Pairings in Nabokov and Pynchon

Tim Strzechowski dedalus204 at attbi.com
Tue Jun 17 13:06:55 CDT 2003


Something to keep an eye on as many of us prepare for the start of the Vineland/Pale Fire simul-read:


"It is always tempting to see Nabokov's paired characters (Kinbote and Shade, Humbert and Quilty, Van and Ada) as opposing sides of a single, divided self, and to read the novels in which the paired characters appear as attempts to fuse this divided self into a psychological whole.  In Pale Fire it is especially tempting to see Shade's detached, thoughtful objectivity and Kinbote's rash, intense subjectivity as the two poles of the artistic personality, perhaps even of Nabokov's own personality.  Nabokov's interest, however, is not in psychological reconciliation; the attributes of his paired characters are, instead, distillations of irreconcilable ways of viewing the world and the self.  The public event and the private response to it, the objective fact and the subjective feeling, the outer and inner realities, the text and the commentary, make equally convincing claims as the place to begin the search for significance.  In Nabokov's terms, one of the chief values of art is that because it is fundamentally metaphoric it is able to speak of two things at once, to juxtapose the irreconcilable inner and outer realities in a single vision, as Pale Fire juxtaposes Shade's poem with Kinbote's commentary [...]" (30-31).

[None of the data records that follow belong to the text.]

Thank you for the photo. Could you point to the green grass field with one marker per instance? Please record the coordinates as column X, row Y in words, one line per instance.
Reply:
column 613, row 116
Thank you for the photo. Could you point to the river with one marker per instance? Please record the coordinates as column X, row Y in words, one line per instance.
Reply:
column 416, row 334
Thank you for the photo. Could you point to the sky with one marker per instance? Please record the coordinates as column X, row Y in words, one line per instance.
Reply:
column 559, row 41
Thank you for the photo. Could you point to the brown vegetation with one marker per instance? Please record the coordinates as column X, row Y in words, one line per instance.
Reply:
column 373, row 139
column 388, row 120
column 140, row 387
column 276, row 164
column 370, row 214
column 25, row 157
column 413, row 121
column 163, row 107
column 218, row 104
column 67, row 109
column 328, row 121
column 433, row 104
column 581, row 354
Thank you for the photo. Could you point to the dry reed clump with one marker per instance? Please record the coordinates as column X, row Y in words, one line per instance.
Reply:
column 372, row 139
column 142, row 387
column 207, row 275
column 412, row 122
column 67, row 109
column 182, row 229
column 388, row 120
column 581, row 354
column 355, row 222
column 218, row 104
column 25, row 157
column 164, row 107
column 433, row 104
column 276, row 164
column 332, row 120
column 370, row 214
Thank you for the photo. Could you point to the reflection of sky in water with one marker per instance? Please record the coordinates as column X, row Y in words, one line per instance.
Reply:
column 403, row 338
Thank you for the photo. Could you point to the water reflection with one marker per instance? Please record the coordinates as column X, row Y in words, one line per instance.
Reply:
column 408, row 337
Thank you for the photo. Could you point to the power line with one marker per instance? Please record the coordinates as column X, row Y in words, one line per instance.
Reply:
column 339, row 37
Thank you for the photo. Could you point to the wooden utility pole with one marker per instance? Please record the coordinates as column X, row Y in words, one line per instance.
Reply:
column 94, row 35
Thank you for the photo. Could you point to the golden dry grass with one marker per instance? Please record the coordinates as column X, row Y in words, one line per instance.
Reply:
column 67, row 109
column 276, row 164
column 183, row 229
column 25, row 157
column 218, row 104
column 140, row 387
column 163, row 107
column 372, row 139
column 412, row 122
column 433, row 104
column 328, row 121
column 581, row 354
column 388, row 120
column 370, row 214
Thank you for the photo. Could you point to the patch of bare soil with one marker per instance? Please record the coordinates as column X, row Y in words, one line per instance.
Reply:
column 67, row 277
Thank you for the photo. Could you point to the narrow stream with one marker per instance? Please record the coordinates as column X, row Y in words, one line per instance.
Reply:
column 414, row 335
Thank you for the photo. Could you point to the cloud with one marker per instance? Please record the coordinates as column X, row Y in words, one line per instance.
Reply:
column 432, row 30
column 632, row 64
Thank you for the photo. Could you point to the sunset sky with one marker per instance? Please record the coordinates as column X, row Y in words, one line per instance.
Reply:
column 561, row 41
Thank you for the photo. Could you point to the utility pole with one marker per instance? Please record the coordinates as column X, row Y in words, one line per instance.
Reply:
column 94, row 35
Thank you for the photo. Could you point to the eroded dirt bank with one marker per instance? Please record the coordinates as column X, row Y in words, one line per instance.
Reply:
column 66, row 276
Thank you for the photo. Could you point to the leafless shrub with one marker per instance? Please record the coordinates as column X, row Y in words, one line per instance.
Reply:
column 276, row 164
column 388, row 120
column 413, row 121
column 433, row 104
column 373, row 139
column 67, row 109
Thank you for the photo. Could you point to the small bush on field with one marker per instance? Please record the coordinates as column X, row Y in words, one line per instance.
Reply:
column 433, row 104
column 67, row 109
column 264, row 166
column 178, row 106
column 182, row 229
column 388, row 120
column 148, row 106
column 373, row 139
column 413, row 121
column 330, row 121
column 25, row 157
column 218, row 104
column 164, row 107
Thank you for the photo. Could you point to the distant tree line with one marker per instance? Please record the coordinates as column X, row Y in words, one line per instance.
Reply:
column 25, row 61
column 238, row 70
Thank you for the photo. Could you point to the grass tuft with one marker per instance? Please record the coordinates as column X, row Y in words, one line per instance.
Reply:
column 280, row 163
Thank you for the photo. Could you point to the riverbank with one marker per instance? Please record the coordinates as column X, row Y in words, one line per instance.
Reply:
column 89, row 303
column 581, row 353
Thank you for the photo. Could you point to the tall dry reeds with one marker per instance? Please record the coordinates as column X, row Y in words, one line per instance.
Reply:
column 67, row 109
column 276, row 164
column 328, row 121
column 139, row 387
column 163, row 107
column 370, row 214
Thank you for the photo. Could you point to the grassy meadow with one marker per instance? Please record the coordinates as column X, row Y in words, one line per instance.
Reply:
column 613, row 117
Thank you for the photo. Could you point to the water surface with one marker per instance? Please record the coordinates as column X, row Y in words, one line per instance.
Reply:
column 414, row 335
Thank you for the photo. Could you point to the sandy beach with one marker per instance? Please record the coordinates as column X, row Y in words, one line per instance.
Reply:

Lucy Maddox, Nabokov's Novels in English   U of Georgia Press   1983



"[...] Vineland may, however, teach us to read Pynchon, whose coherence emerges from loosely pleated variations on a group of related themes and ideas.  For Pynchon, the order that makes plot meaningful is not established according to the old-fashioned principles of unity and economy, the full working-out of implications inherent in a single situation.  Coherence is especially not expressed through one-way linear time.  Rather, the narrative develops its own unique logic of connectedness through permutations, comparisons, inversions, and variations.  Vineland, in particular, juggles doubles and pairs, configurations of two both alike and dissimilar.  As befits a story of double-dealing, the novel is full of images of duplicity: of doubles, twins, partners, and foils, involved in acts of deception, conversion, and disguise.  Some of the central characters feel deep, inner, divisions; each has a reflected other self or double.  The world, too, is zygomorphic; reality itself is not single, any more than Pynchon's narrative is, but rather bifurcated, entwined, duplicitous.  Repeated allusions invoke a second or alternative reality beside the one characters seem to inhabit -- like the other "mode of meaning behind the obvious" intuited by Oedipa Maas when she understands how reduced the possibilities have become in America [...]"  (101-02).


Susan Strehle, "Pynchon's 'Elaborate Game of Doubles' in Vineland"  The Vineland Papers  1994


Perhaps worth commenting on before we begin the discussions, too?